La mauvaise qualité du béton et du fer est désignée comme la principale responsable de la fragilité de tous les bâtiments visités, qu'ils se soient effondrés ou fissurés.
"Les fers étaient mous, on pouvait les tordre à la main, et ils étaient lisses alors qu'un bon fer à béton est strié. Quant au béton, la proportion de ciment est mal dosée, sans parler de la mauvaise qualité des agrégats" affirme Patrick Coulombel.
"Pour faire des économies, on utilise un mauvais acier, on rogne sur le ciment, et puis le béton, c'est très technique, compliqué, et il manque ici des personnes capables de mettre en oeuvre un béton de qualité", ajoute-t-il.
Il faut éviter les bâtiments longs, dit-il encore, et réfléchir à la forme des constructions.

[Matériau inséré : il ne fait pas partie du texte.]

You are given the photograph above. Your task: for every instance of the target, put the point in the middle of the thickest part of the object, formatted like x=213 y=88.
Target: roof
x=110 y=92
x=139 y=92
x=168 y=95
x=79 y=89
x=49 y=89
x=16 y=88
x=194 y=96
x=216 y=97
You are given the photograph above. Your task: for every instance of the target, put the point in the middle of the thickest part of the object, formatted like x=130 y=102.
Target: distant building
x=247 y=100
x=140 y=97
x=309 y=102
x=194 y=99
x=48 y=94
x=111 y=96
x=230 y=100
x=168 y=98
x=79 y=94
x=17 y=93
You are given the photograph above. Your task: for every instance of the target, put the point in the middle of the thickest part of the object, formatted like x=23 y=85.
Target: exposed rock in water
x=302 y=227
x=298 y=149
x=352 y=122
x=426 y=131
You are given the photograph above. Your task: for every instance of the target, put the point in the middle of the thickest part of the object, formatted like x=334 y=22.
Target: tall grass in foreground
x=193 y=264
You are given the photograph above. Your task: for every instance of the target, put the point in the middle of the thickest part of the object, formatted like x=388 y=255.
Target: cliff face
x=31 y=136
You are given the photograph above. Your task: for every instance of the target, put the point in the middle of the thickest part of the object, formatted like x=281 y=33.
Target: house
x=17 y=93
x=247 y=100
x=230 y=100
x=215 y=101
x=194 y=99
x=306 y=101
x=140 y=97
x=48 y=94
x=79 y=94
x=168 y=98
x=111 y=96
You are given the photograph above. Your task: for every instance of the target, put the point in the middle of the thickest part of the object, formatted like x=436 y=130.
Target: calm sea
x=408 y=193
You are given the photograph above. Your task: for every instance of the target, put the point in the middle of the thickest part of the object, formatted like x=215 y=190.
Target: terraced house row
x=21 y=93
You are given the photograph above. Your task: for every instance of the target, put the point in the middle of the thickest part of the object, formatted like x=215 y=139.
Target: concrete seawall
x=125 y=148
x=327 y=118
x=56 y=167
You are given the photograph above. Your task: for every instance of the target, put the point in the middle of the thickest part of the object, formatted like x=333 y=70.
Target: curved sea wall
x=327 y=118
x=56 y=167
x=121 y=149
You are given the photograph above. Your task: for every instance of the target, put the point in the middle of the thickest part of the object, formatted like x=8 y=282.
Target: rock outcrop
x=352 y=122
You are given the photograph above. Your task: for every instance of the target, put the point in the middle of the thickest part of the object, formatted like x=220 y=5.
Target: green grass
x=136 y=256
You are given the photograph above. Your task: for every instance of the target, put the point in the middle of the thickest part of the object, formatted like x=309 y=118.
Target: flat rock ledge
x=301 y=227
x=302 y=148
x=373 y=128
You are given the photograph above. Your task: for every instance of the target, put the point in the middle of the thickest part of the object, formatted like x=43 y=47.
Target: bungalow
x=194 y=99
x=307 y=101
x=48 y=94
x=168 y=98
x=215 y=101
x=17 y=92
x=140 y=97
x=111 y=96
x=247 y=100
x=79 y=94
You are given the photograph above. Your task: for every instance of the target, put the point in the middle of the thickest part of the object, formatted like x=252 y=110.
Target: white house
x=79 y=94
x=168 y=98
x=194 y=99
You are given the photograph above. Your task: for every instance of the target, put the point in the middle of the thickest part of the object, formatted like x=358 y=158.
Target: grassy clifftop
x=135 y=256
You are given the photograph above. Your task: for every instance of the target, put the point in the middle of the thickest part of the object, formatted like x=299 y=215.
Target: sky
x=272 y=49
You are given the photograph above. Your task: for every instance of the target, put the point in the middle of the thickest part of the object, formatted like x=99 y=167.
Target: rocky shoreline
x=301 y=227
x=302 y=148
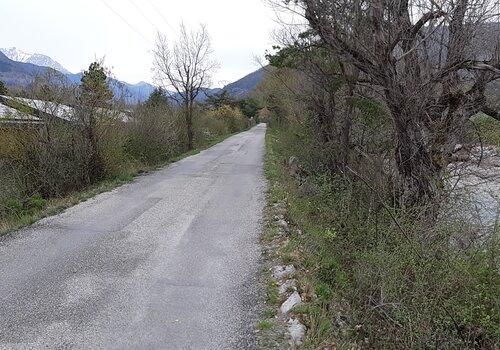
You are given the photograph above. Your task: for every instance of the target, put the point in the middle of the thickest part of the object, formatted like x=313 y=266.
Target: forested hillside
x=383 y=164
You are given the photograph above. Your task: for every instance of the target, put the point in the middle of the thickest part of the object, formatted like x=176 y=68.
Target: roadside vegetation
x=83 y=140
x=361 y=152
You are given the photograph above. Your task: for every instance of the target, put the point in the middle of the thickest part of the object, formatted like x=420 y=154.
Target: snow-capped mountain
x=33 y=58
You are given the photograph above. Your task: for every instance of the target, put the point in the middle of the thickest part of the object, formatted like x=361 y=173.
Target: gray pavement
x=169 y=261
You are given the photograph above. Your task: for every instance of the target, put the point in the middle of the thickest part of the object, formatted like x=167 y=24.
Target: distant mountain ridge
x=33 y=58
x=20 y=72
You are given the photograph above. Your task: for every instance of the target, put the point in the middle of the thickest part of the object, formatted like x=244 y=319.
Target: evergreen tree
x=95 y=90
x=3 y=88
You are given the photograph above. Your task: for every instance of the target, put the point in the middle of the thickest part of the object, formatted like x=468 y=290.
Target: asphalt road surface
x=169 y=261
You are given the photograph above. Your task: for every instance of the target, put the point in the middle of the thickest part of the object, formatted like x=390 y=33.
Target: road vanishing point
x=168 y=261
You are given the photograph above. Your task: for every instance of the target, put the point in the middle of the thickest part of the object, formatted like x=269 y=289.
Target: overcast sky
x=74 y=32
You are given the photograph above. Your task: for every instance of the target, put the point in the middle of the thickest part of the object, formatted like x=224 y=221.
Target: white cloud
x=75 y=32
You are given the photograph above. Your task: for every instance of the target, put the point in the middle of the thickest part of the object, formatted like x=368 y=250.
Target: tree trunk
x=189 y=126
x=419 y=168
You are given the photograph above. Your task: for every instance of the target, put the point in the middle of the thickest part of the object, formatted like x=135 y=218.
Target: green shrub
x=408 y=285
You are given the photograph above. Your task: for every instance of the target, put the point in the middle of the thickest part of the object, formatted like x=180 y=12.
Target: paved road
x=169 y=261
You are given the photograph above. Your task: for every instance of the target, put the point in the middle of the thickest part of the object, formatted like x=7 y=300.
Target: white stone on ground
x=280 y=272
x=297 y=331
x=282 y=223
x=292 y=301
x=286 y=286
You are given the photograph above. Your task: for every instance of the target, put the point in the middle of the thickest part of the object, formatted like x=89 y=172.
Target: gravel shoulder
x=170 y=260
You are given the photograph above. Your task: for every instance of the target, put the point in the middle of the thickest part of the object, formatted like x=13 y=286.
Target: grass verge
x=366 y=285
x=42 y=208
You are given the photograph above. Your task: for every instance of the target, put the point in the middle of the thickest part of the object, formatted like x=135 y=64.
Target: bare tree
x=431 y=61
x=185 y=67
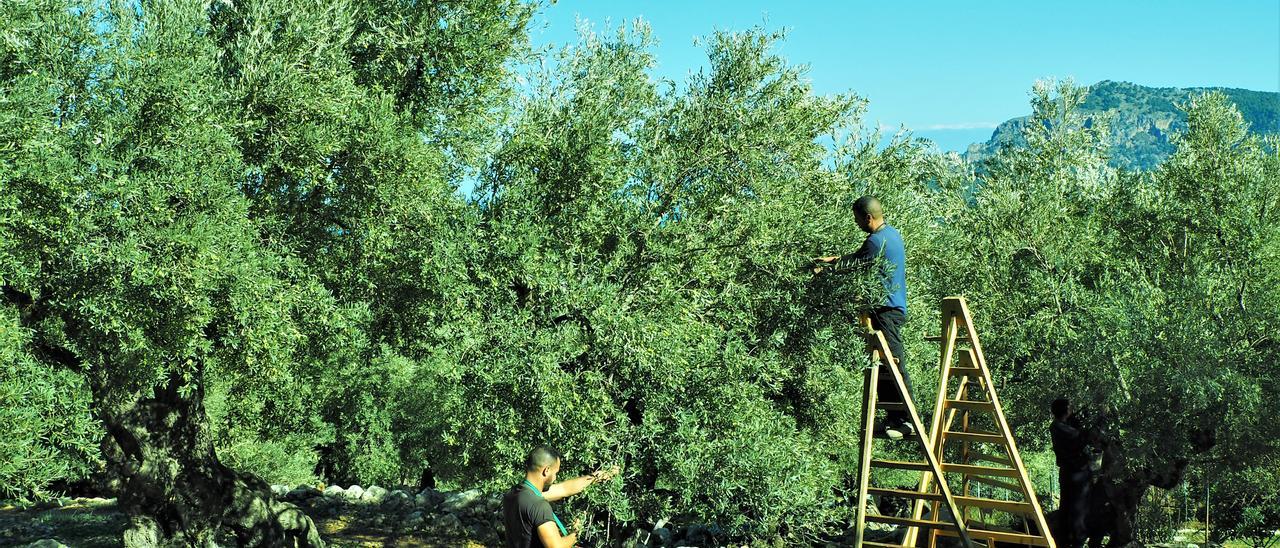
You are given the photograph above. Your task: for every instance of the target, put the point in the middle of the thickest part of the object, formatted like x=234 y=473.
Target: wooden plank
x=997 y=483
x=901 y=465
x=895 y=520
x=979 y=470
x=979 y=360
x=991 y=503
x=945 y=357
x=979 y=456
x=903 y=493
x=1016 y=538
x=970 y=405
x=869 y=379
x=983 y=437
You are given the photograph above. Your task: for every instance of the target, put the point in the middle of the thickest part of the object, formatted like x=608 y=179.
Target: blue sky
x=950 y=71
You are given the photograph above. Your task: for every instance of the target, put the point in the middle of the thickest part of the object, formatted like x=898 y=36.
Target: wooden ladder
x=987 y=456
x=883 y=362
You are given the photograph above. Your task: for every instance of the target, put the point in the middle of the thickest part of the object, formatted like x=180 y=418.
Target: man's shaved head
x=868 y=214
x=540 y=459
x=868 y=205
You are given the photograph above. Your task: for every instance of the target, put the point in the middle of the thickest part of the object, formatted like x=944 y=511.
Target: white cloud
x=964 y=126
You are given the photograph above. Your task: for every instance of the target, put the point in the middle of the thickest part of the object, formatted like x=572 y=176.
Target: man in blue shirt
x=885 y=251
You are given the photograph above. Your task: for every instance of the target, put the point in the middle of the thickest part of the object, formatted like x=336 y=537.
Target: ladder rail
x=958 y=327
x=882 y=356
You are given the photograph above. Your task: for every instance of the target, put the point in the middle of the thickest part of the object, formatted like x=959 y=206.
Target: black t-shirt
x=524 y=511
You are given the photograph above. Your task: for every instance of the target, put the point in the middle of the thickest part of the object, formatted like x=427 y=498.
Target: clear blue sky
x=950 y=71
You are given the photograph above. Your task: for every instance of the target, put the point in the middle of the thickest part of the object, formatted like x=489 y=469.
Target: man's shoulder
x=526 y=499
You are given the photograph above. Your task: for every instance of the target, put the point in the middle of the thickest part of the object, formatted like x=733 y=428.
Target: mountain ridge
x=1143 y=119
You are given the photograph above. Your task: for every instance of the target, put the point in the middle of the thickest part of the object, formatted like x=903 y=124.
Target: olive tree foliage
x=1147 y=298
x=131 y=259
x=356 y=120
x=645 y=292
x=242 y=201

Une pyramide ne tombe pas, souligne l'expert, mais "les gens n'ont pas forcément envie d'habiter une pyramide". Quelque 60% des bâtiments d'Haïti ne respectent pas les normes, estiment les deux spécialistes.

Le lieu de construction est aussi important, estime M. Guno, qui exerce dans l'île française de Martinique. "Les Haïtiens ne sont pas les seuls à faire des erreurs, en Martinique, le collège Dillon 2 a été construit il y a 18 ans sur une faille" précise-t-il.